How our tiger team reduced SQL query latency by 300% using automation

By Matt Fleming | Posted Oct 10, 2019 | 5 min. (1022 words)

This is a guest post from Matt Fleming from Code Blueprint. Matt is a Senior Performance Engineer at SUSE.

Some development problems are too complex, some timelines too tight, and some projects too greenfield for established teams to tackle. When you need to create a new team of developers for an ambitious project, the venerable cross-functional or tiger team provides the perfect model for bringing a ragtag crew together to achieve a shared goal.

I had the honor of leading such a team at SUSE. The team’s objective was to optimize the performance of running in-memory databases in a virtualized environment. We were given a testsuite with over 500 SQL performance tests and challenged to make sure the majority of results were no worse than 12% of the bare metal score. When we started out, the virtualized workload performance was over 50% worse. Within six months, we’d achieved our 12% target by carefully tuning and optimizing our system configurations.

Improving SQL performance

Though the team was made up of experts from a variety of areas, the real secret to the project’s success was using automation and monitoring to make sure everyone was analyzing performance the same way.

That’s a lesson we had to learn the hard way: when we started out, each of us ran tests on our own machines using a common set of testing scripts that took care of running the tests but not configuring the machine, monitoring performance metrics, or comparing results. Problems quickly sprang up when we shared our tunings and optimizations with the rest of the team and even the familiar line “it works on my machine” didn’t help with the fact that no one could reproduce the results.

This happened time after time until eventually we agreed to take a step back and implement automation for everything from configuring the machine to figuring out whether performance improved or not. Implementing automation resulted in a step-change in the project’s progress and in our team’s morale.

Below are the lessons we learned on our way to becoming a high-performance team.

1. Automation codifies processes

Though each individual contributor knows their stuff in a tiger team, quickly establishing processes and best practices is the key to making progress in the same direction. Using automation for deploying test machines, running workloads, and comparing results ensures that everyone is solving the same problem.

If you need to bring in additional team members after the team has been formed, having automation makes the onboarding smoother because they can focus on bringing their unique perspective and experience to solving the immediate problem and not, for example, figuring out the best way to use the 95th or 99th percentile when comparing latency benchmark results.

2. Computers are better at analyzing numbers

Humans are notoriously bad at manually comparing performance results. By automating the comparison, not only do you save your team from this very taxing job but you also benefit from more accurate results. During the very early stages of our project, we chased optimizations that didn’t actually affect the performance of the tests but which we only discovered once we automated the way we compared results.

A secondary and more emotional benefit is that it lowers the burden for experimentation. Lots of optimization and tuning work is part experience, part intuition, and part flat-out guesswork. If your team is free to experiment, preferably with quick feedback, then that will help them reject unworkable ideas sooner and get to their target faster.
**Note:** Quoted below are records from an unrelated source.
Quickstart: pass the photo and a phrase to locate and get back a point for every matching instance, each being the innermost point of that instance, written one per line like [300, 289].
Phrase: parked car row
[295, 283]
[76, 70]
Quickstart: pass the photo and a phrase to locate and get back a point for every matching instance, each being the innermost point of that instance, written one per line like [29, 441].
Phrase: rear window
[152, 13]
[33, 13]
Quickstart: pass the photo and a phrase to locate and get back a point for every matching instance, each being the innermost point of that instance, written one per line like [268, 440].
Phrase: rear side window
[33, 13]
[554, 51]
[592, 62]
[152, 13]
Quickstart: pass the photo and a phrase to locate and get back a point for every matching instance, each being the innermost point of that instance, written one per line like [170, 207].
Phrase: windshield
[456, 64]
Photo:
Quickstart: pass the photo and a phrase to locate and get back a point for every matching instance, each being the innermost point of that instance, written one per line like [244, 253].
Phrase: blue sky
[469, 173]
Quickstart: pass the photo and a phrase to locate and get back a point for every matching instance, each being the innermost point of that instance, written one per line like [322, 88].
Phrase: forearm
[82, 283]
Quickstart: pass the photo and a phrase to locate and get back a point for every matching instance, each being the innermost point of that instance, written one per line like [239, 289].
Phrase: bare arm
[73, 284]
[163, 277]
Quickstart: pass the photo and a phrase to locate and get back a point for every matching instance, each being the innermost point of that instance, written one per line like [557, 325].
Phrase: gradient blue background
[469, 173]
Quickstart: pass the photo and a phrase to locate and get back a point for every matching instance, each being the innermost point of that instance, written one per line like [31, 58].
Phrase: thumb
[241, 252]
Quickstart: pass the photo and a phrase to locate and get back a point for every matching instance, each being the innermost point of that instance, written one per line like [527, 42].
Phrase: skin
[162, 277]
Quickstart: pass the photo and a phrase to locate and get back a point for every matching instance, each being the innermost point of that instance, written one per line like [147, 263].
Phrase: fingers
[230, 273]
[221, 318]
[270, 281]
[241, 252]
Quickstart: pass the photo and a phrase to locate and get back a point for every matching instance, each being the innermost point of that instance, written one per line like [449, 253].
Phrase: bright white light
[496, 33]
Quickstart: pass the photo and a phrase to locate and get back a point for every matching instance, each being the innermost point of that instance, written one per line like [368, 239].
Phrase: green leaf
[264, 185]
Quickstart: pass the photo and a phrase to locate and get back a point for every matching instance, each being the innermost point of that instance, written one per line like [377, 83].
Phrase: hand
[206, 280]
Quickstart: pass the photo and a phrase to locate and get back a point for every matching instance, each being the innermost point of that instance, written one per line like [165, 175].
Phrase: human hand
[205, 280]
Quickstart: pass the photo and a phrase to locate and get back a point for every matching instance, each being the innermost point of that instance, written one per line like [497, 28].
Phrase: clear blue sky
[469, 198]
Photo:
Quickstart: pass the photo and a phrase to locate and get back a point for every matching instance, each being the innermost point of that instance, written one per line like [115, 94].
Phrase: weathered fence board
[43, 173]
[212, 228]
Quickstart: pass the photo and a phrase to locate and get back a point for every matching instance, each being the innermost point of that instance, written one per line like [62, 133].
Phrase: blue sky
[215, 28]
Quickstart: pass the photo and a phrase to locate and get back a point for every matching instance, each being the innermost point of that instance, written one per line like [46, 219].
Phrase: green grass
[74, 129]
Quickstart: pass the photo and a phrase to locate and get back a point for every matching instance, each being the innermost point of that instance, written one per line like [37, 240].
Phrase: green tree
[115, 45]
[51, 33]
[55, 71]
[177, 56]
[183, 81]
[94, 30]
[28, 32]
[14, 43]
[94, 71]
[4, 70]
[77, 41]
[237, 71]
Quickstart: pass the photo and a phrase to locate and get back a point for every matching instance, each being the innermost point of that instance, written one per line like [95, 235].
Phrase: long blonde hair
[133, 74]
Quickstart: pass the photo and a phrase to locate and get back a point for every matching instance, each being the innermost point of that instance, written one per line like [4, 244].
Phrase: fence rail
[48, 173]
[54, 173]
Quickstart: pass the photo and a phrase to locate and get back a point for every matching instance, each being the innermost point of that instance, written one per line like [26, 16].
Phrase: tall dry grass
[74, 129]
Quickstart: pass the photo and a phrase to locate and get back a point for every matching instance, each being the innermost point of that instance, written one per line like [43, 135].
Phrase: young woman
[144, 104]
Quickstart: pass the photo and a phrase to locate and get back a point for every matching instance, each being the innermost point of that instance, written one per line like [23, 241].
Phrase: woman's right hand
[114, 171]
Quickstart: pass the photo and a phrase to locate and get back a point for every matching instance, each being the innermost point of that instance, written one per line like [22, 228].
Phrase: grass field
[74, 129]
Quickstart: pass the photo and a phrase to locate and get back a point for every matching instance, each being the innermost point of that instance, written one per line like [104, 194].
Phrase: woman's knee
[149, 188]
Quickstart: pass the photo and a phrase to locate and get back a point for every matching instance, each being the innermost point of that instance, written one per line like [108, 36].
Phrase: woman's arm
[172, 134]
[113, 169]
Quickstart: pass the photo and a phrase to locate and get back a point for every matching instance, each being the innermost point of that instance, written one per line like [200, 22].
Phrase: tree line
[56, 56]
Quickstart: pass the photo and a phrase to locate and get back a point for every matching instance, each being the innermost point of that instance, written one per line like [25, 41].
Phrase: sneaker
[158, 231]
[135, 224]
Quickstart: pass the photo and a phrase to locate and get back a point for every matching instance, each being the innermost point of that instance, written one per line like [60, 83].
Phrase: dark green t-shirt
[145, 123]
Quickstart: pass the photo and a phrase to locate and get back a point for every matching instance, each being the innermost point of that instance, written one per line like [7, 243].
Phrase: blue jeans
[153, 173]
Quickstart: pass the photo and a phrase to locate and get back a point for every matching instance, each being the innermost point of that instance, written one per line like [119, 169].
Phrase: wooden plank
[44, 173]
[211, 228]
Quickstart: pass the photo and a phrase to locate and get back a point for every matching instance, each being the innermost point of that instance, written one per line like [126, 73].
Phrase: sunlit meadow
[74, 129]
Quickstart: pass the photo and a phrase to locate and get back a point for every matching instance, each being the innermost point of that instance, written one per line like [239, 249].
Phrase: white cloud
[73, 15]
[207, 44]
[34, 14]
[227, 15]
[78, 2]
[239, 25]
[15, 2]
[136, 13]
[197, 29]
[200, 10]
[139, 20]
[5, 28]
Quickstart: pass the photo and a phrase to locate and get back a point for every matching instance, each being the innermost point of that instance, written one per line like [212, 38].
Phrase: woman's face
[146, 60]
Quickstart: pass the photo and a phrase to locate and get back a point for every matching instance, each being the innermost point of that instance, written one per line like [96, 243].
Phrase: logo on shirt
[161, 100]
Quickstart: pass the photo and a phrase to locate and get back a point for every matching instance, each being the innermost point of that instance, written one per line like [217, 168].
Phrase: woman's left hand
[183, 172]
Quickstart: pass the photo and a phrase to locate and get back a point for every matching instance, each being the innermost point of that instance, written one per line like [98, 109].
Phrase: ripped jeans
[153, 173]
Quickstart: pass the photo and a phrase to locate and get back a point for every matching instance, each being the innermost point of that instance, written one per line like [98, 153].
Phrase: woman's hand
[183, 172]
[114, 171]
3. Use monitoring to catch anomalies

One of the unique things about performance testing is that you’ll often see one-off problems and anomalies that you’re later unable to reproduce. A classic example of this is unusual latency spikes. When you’re running an optimization project, many things are changing rapidly and it’s not always possible to manually track which change led to a particular problem.

With automated performance monitoring, you’ll actually be able to identify when these conditions occur and capture some of the system characteristics at the same time. Debugging these issues then becomes a team-wide task since everyone can share the same data.

4. Automation helps you continuously improve

By codifying your decisions and processes with automation, it’s easier to improve them over time. Improvements can come from less intrusive ways to monitor your software or by capturing a more comprehensive set of metrics. Sometimes the project objectives can shift and you need to watch subsystems and numbers you were previously ignoring.

All of this is simpler if you’ve built a strong foundation by first using automation as a way to record your current best practices.

5. Historical data is a goldmine

It’s often useful to retrospectively look at past data when coming up with new performance optimizations because you can see what happened the last time you all pinned tasks to processors or whether using two disks in parallel improved transaction latency. Reading data from past experiments, configurations, and investigations can sometimes spark new ideas.

And when your team does well, other people will want to know what you did. Automated error monitoring makes it easy to save your data for posterity and show the progress you made throughout the lifetime of the project. You can use this to write up team reports and summaries of the project for your stakeholders and show not just that you’ve achieved the project goals, but also how far you’ve come along the way.

Building great teams

There are numerous things that go into making a successful team, and the tooling you use, automated or not, is only a small part of it. Team member personalities, positive feedback, and clear communication of objectives are all important in building great teams.

But automation can remove the burden of manually running tasks and the chance for inconsistencies to creep into processes and system configurations. It provides ready answers when you need to know the current status (are you doing better or worse than before?) and how far you’ve come since the start of the project.

Automation can’t make a bad team good, but it can clear the way and help a good team focus on becoming a great one.